I've been too hard on Herring et al. Their study "Bridging the Gap: A Genre Analysis of Weblogs" is useful information when used correctly, and it's usually used correctly.

The study used a sample of 203 blogs to draw some conclusions about blogging. As I've noted before, there are so many restrictions on this sample (e.g. the exclusion of LiveJournal and Diaryland blogs, 6) that it's clearly a distorted picture of the blogosphere as a whole:

"Thus the blogs selected for analysis were established, English language, text-based blogs. An estimated 60% of the randomly selected blogs met these combined criteria. As we were primarily interested in active blogs, we also excluded any blogs that had not been updated within the two weeks prior to data collection; this resulted in the elimination of several additional blogs." (3-4)

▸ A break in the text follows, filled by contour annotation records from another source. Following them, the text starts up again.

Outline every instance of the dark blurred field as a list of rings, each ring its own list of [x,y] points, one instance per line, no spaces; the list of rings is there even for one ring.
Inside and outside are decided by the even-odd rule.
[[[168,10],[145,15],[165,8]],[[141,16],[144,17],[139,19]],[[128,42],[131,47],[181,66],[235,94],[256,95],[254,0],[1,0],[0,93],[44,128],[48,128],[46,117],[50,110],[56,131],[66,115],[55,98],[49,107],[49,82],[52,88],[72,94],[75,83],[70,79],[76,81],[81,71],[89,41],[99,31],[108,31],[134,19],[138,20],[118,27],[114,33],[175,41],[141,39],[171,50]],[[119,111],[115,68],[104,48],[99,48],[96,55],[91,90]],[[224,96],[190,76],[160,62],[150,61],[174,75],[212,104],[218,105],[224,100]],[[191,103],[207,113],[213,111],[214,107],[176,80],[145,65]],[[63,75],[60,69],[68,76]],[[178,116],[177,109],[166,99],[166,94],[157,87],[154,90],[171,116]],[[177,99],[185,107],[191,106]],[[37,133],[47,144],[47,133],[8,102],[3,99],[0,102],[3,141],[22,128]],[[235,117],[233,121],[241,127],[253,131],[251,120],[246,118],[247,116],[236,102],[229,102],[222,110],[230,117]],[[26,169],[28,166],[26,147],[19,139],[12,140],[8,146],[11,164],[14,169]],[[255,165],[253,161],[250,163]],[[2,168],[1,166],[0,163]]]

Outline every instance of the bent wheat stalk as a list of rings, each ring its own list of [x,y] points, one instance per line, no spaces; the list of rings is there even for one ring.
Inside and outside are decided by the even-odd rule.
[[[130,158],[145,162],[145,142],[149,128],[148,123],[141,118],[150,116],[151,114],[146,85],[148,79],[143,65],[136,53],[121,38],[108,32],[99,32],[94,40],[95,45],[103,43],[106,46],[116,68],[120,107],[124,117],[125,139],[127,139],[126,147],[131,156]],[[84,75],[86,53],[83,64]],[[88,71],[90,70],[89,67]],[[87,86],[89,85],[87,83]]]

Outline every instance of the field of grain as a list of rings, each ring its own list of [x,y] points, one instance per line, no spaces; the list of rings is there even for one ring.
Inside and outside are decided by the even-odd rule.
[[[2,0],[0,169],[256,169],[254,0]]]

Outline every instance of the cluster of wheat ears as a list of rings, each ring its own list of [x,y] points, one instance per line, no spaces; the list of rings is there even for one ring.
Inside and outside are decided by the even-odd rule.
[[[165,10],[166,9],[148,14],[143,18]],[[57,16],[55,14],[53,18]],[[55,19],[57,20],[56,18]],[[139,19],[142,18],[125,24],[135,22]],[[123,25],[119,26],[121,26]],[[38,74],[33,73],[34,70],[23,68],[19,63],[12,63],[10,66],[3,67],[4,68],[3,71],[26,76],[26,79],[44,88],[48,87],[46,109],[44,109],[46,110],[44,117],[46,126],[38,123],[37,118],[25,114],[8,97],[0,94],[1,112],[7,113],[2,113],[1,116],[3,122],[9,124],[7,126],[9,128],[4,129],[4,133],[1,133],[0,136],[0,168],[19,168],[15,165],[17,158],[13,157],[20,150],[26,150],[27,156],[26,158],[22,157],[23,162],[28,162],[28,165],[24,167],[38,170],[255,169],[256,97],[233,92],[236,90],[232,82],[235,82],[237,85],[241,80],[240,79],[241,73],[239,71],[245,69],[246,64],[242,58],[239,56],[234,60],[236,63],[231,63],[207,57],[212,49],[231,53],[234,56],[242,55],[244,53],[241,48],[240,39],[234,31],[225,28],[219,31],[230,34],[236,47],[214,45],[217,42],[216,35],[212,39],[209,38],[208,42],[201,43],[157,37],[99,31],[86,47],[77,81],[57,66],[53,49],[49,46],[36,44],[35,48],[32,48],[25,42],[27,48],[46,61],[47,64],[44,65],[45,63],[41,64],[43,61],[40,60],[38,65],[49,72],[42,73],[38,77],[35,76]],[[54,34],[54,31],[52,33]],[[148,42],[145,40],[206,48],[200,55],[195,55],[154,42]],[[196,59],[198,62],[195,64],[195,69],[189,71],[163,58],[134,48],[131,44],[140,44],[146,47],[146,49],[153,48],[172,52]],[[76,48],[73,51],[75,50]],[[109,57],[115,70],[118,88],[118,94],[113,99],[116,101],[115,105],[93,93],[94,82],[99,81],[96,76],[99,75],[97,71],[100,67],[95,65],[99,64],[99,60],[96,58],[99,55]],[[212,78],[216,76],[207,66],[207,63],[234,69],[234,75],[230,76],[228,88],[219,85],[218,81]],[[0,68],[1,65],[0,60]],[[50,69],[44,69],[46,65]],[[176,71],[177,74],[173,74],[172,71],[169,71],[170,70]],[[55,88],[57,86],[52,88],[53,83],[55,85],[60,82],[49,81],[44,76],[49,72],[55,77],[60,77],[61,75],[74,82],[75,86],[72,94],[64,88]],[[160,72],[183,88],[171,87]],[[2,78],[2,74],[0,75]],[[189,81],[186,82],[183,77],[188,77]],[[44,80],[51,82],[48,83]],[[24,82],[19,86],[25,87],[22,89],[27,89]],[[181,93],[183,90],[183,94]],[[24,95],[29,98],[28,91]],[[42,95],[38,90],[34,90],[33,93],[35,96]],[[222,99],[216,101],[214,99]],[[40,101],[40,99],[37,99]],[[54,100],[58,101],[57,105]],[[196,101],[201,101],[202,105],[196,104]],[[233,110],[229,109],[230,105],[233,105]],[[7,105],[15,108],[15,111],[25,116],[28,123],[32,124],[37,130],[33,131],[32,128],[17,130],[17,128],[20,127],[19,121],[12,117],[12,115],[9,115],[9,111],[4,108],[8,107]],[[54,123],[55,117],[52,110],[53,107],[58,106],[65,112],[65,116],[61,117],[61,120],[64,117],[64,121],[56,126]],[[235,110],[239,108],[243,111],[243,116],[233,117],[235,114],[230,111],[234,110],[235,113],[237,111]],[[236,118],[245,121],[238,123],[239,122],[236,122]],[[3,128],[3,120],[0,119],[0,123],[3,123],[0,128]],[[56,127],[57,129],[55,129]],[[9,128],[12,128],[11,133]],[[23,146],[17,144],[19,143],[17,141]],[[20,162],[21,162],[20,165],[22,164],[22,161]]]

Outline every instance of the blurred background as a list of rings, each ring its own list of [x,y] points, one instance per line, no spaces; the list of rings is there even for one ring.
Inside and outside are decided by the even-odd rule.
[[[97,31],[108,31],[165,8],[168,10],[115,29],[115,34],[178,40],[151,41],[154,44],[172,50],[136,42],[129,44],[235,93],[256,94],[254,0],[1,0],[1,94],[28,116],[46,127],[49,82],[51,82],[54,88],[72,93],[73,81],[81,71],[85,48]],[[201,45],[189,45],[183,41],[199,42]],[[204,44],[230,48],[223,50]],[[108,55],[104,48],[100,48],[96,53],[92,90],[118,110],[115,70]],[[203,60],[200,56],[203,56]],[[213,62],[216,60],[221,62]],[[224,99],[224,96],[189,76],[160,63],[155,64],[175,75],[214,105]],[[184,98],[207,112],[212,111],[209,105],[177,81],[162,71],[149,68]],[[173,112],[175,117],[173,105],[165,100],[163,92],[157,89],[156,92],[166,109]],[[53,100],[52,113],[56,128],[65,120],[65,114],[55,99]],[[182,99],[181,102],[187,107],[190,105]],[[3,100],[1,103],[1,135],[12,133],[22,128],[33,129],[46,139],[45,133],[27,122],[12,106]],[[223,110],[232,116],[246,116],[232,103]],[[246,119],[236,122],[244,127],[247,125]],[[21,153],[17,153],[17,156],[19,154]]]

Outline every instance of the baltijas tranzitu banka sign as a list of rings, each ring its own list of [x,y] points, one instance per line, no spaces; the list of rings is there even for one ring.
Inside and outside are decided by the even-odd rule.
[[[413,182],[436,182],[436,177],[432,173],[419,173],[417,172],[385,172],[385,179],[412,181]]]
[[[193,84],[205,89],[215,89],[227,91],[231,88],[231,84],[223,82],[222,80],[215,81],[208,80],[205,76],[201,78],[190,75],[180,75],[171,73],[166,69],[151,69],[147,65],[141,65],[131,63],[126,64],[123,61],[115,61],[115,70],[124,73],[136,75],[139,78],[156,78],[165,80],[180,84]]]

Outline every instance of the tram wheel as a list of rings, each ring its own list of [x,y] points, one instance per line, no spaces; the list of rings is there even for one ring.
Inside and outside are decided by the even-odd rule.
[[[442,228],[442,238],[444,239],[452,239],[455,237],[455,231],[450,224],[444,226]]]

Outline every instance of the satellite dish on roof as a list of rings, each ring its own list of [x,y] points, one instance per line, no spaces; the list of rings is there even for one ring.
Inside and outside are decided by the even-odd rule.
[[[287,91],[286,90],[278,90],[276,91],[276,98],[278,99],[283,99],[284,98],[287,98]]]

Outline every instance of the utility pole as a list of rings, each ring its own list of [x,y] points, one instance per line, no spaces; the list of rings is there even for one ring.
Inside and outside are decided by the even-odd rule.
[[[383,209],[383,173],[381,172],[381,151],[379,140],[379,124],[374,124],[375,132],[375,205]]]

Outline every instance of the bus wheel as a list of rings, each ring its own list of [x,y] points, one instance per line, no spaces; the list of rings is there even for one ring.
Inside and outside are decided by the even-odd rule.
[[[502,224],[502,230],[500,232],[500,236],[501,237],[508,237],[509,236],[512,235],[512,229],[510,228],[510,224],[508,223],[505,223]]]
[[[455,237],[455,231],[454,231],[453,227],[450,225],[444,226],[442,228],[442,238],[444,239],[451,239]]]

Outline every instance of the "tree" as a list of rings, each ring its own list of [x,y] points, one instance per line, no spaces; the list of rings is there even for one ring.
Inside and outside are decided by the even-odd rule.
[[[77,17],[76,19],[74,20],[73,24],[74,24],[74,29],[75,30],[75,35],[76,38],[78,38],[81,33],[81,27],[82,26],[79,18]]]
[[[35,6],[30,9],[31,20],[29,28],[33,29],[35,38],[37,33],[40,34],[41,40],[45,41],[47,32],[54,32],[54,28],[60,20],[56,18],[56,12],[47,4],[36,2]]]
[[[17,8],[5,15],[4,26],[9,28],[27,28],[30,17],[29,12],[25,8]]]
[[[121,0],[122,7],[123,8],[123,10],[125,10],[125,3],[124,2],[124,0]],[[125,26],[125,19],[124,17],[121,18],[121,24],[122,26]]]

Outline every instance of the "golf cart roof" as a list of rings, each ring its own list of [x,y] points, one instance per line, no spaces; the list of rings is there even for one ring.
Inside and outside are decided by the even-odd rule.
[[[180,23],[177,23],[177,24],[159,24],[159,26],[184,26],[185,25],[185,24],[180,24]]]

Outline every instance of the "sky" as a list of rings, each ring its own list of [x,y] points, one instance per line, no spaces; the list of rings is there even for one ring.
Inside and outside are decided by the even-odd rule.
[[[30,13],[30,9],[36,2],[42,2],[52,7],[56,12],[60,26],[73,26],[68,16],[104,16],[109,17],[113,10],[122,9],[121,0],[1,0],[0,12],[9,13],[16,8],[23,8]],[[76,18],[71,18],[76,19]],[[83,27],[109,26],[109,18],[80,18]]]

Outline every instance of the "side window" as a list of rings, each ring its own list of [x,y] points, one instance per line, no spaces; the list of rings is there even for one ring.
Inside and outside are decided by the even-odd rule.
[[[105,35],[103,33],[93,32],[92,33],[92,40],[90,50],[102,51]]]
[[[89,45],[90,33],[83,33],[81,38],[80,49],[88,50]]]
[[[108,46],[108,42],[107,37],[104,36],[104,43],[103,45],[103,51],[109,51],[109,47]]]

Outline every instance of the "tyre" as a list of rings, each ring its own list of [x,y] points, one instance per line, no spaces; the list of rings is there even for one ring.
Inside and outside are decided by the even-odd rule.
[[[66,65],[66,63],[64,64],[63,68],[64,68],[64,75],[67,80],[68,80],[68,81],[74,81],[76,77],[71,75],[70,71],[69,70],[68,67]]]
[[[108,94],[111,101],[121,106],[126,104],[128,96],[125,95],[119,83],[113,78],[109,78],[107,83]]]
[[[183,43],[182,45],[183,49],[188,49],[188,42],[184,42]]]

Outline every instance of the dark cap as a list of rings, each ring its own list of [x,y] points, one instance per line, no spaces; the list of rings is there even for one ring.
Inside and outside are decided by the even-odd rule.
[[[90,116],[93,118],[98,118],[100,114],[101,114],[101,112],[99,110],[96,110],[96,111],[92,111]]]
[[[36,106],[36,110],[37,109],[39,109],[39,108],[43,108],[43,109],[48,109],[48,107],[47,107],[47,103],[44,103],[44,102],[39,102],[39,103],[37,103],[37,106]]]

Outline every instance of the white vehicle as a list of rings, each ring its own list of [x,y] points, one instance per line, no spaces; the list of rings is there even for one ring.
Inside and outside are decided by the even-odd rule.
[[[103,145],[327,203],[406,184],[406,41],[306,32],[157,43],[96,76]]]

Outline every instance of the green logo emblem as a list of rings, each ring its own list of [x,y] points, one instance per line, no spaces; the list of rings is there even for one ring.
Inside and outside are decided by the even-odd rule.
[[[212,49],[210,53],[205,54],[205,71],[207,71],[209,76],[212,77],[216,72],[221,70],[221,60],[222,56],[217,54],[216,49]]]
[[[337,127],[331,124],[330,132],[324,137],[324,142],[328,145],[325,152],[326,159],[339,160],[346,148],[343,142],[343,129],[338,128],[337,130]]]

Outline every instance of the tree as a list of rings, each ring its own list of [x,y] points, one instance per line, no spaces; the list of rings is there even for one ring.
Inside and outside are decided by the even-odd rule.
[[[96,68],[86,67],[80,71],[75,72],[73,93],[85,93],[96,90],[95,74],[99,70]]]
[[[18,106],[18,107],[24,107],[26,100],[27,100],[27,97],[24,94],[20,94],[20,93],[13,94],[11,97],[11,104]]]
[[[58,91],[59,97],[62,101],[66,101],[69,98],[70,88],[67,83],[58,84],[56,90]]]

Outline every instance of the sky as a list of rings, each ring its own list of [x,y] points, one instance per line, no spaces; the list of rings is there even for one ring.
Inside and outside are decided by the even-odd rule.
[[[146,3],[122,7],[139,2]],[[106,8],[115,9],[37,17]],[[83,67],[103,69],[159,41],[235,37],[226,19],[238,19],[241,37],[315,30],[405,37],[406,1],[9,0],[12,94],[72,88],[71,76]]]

To their credit, Herring et al. know this. They can't read every blog out there, and obviously their conclusions are based on a limited sample. They don't want a mass of diary weblogs to swallow the other genres in their study; I don't agree with that decision but I understand it.

You can learn a lot about the blogosphere from this article.

Sometimes though, sometimes "Bridging the Gap" is used in a sloppy way, to draw conclusions that I don't think you can really draw from this sample. Sometimes the writers don't give any explanation of this study, they don't talk about it in general terms (which would be perfectly all right), they don't mention what was in the sample, they don't even say anything about a "sample" at all, except perhaps to mischaracterize it.

These, then, seem to be the actual offenders:

"Basically, two major sorts of weblogs can be distinguished: diaries or personal journals and filters. Journals amount to approximately seventy percent of all blogs, and filters to about ten to fifteen percent ([Herring et al. 2004])." (Kolbitsch and Maurer, 190)
"The modal number of comments in individually authored blogs has been found to be zero [6]" (Nardi et al., 46)
"A similar study finds that 40.4% of blog authors are under age 20 (Herring, Scheidt, Bonus, & Wright, 2004)." (Huffaker, 92).

And most shocking of all:

"However, a recent study found that only 12.6% of currently active weblogs are filters, and 48.8% contain no links to other weblogs at all (Herring, Scheidt, Bonus & Wright, 2004)." (Herring et. al 2005, 1).

References:

Herring, S. C., Scheidt, L. A., Bonus, S., and Wright, E. (2004). Bridging the gap: A genre analysis of weblogs. Proceedings of the 37th Hawai'i International Conference on System Sciences (HICSS-37). Los Alamitos: IEEE Computer Society Press.  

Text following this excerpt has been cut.